Nun, das ginge nur sehr bedingt, da in der deutschen Sprache die entsprechenden Laute einfach fehlen. Einen Versuch ist es aber immer Wert 

*
Boschenna Njemzowaaah
* *Vaaahzlav Bolemier Nebeskieh*
Die Krone auf dem Z ergibt im Tschechischen ein stimmhaftes sch, ähnlich dem französischen 'j'; accente verlängern Vokale; das y ist dem i gleich. Das c gleicht dem deutschen z; das gekrönte 'e' ist ein 'je'. Die tschechische Orthographie und Aussprache ist eigentlich gar nicht so schwer!


----------



## Jana337

übermönch said:


> Nun, das ginge nur sehr bedingt, da in der deutschen orthographie die entsprechenden Laute einfach fehlen. Einen Versuch ist es aber immer Wert
> 
> *
> Boschenna Njemzowaaah
> * *Waaahzlaw Bolemier Nebeskieh*
> Die Krone auf dem Z ergibt im Tschechischen ein stimmhaftes sch, ähnlich dem französischen 'j'; accente verlängern Vokale; das y ist dem i gleich.
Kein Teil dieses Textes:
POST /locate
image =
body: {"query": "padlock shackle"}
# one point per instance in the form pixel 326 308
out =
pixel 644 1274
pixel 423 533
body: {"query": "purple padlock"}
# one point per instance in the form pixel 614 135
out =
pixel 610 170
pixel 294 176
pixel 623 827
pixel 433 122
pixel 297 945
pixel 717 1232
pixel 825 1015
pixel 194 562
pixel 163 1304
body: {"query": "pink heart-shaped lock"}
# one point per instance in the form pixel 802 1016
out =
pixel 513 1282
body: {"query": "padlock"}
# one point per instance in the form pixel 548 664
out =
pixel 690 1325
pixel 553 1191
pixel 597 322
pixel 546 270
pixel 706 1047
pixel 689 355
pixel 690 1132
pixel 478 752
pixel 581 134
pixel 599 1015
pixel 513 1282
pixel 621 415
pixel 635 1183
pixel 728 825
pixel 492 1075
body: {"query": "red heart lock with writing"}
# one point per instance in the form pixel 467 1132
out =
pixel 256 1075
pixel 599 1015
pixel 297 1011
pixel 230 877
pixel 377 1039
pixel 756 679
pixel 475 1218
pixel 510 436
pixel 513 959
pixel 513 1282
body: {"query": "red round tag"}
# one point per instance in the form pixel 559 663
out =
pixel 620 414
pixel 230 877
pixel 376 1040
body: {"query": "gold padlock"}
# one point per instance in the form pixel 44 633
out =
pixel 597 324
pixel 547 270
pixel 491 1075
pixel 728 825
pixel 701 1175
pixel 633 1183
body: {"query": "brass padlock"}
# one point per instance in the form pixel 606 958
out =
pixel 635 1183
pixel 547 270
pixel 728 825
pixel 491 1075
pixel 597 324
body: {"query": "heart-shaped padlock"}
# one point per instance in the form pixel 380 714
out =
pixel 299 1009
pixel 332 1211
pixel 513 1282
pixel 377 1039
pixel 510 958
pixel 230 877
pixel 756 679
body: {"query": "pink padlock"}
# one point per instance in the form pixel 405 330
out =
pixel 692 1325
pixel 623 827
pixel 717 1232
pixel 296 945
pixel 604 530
Das c gleicht dem deutschen z. Die tschechische Orthographie ist gar nicht so schwer!


Wunderbar gemacht.  Nur V habe ich vollständigkeitshalber korrigiert, denn das tschechische V = das deutsche W (und das tschechische F = das deutsche V).
Eine Anmerkung: Der Klang "ně" ist wie "gn" (auf Französisch oder Italienisch) + e.
Und noch eine: Das tschechische E ist immer offen (wie in "denn" und nicht "den").


----------



## bubykopf

erstmal danke! Ihr habt wirklich super gemacht!!!  
*Waaahzlaw   <-- *Spricht man das W am Ende wie "f"?


----------



## Jana337

bubykopf said:


> erstmal danke! Ihr habt wirklich super gemacht!!!
> *Waaahzlaw   <-- *Spricht man das W am Ende wie "f"?


Ja. Im Gegensatz zu etwa Englisch werden bei uns v/f, d/t, g/k usw. am Wortende gleich ausgesprochen.


----------



## bubykopf

Oh, i got it!! Thanks again!


----------